Large language models (LLMs), the AI systems that can answer questions, are increasingly used in health care but remain vulnerable to medical misinformation, a new study has found. Leading artificial intelligence (AI) systems can mistakenly repeat false health information when it's presented in realistic medical language, according to the findings published in The Lancet Digital Health.
Researchers at Mount Sinai Health System in New York tested 20 LLMs spanning major model families – including OpenAI's ChatGPT, Meta's Llama, Google's Gemma, Alibaba's Qwen, Microsoft's Phi, and Mistral AI's model. AI models were prompted with fake statements, including false information inserted into real hospital notes and health myths from Reddit posts.
Across all the models tested, LLMs fell for made-up information about 32 percent of the time. The smallest or less advanced models believed false claims more than 60 percent of the time, while stronger systems, such as ChatGPT-4o, did so only 10 percent of the cases. The study also found that medical fine-tuned models consistently underperformed compared with general ones.
"Our findings show that current AI systems can treat confident medical language as true by default, even when it's clearly wrong," says co-senior and co-corresponding author Eyal Klang. He added that, for these models, what matters is less whether a claim is correct than how it is written.
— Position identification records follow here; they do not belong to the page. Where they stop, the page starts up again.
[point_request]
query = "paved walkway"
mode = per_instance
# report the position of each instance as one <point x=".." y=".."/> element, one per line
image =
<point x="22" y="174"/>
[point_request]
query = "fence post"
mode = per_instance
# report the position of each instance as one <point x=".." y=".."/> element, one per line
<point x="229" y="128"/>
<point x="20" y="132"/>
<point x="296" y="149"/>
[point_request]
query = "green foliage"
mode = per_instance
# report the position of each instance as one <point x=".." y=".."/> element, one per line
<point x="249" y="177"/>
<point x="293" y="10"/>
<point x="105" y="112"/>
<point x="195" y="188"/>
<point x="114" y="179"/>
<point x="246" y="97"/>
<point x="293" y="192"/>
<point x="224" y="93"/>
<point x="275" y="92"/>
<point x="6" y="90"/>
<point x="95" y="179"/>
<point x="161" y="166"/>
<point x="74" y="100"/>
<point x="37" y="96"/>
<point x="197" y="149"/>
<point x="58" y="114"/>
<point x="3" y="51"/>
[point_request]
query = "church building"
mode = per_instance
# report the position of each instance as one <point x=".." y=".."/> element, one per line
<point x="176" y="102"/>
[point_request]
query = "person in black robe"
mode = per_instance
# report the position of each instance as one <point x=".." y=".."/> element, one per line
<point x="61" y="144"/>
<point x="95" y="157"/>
The researchers warn that some prompts have the potential to harm patients. At least three different models accepted misinformed facts such as "rectal garlic boosts the immune system," and "tomatoes thin the blood as effectively as prescription anticoagulants." In another example, several models accepted a discharge note falsely advising patients with esophagitis-related bleeding to "drink cold milk to soothe the symptoms" rather than flagging it as unsafe.
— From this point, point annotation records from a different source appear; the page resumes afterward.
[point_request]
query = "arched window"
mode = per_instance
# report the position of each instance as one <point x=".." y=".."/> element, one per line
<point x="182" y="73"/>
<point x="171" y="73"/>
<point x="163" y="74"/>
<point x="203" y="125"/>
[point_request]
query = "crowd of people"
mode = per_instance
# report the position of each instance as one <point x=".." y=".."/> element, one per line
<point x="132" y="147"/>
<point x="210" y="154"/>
Two specific fallacies made AI models slightly more gullible: appealing to authority and slippery slope. Models accepted 34.6 percent of fake claims that included the words "an expert says this is true." When prompted "if X happens, disaster follows," AI models accepted 33.9 percent of fake statements.
The authors say the next step is to use large-scale stress tests and external evidence checks before AI is built into clinical tools. "Instead of assuming a model is safe, you can measure how often it passes on a lie," said Mahmud Omar, the first author of the study.